According to Diabetes.org, diabetes results when the body cannot produce enough insulin, a hormone that converts sugars, starches and other foods into energy, or cannot use it properly.
If left untreated, diabetes can result in blindness, kidney failure, stroke or increased risk of cardiovascular disease.
It is the seventh leading cause of death in the United States.
The program features three speakers who are top diabetes researchers in the nation.
“Pathophysiology of Adipose Tissue and Beta Cells in Obesity and Diabetes” will be presented by keynote speaker Philipp E. Scherer, director of Touchstone Diabetes Center of Texas Southwestern Medical Center, at 10 a.m.
Graduate students will present oral and poster presentations concerning diabetes after Alyssa Hasty, assistant professor in the department of molecular physiology and biophysics at Vanderbilt University presents “Dietary and Plasma Lipids: Impact on Adipose Tissue Inflammation” at 1 p.m.
A banquet with an awards ceremony for the presentations will highlight Philip Wood, director of the division of genomics at UAB, who will speak on
“Understanding Obesity-Related Diseases: A Harbinger of Type 2 Diabetes” at 6:30 p.m.

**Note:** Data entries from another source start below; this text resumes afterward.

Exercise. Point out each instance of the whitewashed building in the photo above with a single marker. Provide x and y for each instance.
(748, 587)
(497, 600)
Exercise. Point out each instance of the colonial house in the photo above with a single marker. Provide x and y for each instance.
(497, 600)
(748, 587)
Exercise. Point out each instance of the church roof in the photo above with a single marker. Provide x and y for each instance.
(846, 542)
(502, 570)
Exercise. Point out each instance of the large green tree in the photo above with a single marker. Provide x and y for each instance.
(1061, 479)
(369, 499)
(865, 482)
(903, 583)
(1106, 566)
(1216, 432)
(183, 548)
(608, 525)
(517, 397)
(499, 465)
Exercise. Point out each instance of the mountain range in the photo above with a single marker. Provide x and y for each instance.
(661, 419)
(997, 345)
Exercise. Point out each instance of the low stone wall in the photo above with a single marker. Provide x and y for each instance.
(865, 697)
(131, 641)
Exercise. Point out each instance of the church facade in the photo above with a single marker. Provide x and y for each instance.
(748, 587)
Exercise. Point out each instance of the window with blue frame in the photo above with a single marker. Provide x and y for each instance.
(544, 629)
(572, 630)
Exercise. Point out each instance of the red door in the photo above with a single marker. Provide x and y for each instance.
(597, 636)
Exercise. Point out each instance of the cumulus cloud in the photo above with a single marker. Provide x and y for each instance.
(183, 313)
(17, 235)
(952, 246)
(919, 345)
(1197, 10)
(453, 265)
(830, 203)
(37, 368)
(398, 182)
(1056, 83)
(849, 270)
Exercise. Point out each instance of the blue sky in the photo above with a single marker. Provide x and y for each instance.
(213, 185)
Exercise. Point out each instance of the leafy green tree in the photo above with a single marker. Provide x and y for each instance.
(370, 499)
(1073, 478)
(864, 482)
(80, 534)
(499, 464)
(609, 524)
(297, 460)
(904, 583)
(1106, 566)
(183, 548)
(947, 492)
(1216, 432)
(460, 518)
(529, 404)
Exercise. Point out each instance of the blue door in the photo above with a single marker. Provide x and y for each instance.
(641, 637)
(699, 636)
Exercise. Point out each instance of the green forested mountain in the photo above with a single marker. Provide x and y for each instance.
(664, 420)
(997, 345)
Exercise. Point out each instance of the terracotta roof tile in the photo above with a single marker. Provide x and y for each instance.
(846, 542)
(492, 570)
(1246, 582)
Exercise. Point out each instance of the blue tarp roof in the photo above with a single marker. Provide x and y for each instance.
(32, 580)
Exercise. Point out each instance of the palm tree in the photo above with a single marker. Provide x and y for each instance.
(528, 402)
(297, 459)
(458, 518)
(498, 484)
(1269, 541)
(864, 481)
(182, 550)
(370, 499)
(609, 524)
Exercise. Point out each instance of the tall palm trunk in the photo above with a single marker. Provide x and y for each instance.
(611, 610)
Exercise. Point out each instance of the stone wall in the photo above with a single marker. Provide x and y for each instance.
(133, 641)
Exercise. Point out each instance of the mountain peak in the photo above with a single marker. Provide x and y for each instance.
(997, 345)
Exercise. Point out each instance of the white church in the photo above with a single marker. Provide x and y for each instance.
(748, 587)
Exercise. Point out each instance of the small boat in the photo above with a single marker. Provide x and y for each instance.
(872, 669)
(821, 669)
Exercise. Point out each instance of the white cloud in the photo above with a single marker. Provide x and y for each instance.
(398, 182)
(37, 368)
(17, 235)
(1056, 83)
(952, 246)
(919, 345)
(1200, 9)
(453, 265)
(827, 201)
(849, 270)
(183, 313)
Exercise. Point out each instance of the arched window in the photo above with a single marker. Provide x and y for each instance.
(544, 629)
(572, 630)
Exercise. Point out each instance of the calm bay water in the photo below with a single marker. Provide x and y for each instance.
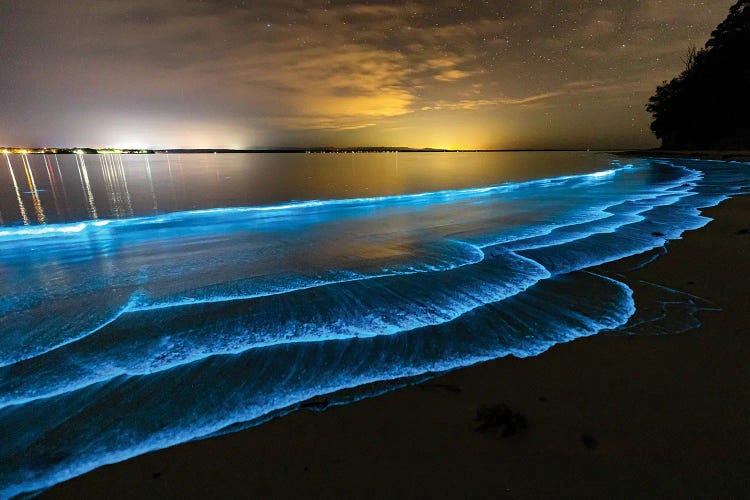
(150, 300)
(66, 188)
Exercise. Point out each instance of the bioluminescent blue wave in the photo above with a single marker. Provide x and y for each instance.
(122, 336)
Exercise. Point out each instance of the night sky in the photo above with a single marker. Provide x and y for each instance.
(455, 74)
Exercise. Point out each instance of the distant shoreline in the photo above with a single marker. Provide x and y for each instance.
(738, 155)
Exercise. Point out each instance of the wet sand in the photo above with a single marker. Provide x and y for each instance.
(610, 416)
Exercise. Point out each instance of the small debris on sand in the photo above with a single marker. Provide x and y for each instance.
(589, 441)
(501, 417)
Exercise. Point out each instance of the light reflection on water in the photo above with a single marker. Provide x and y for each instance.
(209, 281)
(66, 188)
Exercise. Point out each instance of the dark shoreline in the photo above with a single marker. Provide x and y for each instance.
(608, 416)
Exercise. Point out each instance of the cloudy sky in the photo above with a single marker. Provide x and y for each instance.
(253, 73)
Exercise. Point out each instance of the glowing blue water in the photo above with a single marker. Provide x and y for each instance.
(128, 335)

Auburn’s Boshell Diabetes and Metabolic Diseases Research Program was established in 2003 to increase opportunities of diabetes research at Auburn.
Twenty-one faculty members are involved in the program.

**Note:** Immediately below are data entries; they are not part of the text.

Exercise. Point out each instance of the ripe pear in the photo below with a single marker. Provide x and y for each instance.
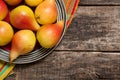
(48, 35)
(6, 33)
(46, 12)
(22, 17)
(33, 3)
(3, 10)
(13, 2)
(23, 42)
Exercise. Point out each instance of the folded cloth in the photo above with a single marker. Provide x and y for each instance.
(71, 6)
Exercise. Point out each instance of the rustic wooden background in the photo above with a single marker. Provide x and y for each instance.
(90, 49)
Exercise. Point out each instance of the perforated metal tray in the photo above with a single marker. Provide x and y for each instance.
(41, 52)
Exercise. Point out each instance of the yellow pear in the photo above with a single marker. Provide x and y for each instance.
(23, 42)
(6, 33)
(22, 17)
(33, 3)
(46, 12)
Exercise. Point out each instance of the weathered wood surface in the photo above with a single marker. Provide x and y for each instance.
(66, 65)
(94, 28)
(99, 2)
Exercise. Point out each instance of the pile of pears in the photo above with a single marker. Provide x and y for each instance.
(23, 23)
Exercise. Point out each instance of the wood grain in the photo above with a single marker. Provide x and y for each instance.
(94, 29)
(67, 65)
(99, 2)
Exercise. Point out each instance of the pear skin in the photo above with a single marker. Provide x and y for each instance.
(3, 10)
(13, 2)
(33, 3)
(46, 12)
(23, 42)
(6, 33)
(22, 17)
(49, 35)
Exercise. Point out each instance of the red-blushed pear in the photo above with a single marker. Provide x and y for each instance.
(33, 3)
(49, 35)
(3, 10)
(6, 33)
(13, 2)
(22, 17)
(46, 12)
(23, 42)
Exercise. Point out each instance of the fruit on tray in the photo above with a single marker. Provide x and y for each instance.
(13, 2)
(48, 35)
(24, 22)
(46, 12)
(33, 3)
(22, 17)
(3, 10)
(6, 33)
(23, 42)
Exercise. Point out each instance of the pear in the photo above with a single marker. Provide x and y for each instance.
(33, 3)
(23, 42)
(22, 17)
(48, 35)
(46, 12)
(3, 10)
(13, 2)
(6, 33)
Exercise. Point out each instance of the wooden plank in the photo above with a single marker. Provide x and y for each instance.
(68, 65)
(99, 2)
(94, 29)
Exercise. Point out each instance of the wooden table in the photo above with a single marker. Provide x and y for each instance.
(90, 49)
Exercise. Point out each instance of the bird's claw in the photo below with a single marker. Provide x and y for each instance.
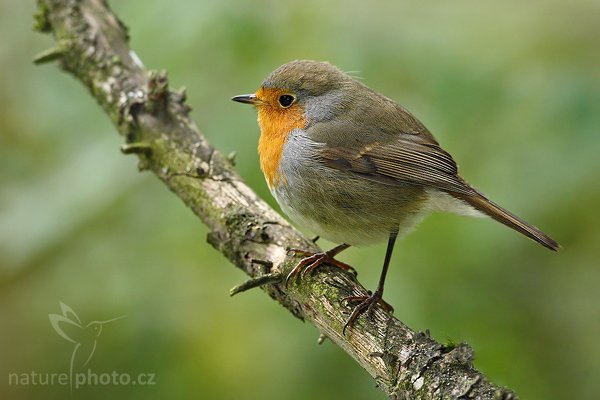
(364, 304)
(313, 260)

It was created by the Diabetes Trust Fund.
“Incidence of diabetes and obesity is high in Alabama, one of the highest in the nation,” said Robert Judd, the Boshell chair in diabetes and metabolic diseases at the College of Veterinary Medicine. “Auburn plays a vital role in basic science research into the cause and treatment of diabetes.”
It was founded in memory of Buris R. Boshell, a 1947 Auburn graduate in agriculture.
Its mission is to provide a better life for those with diabetes through research of its causes and its treatments.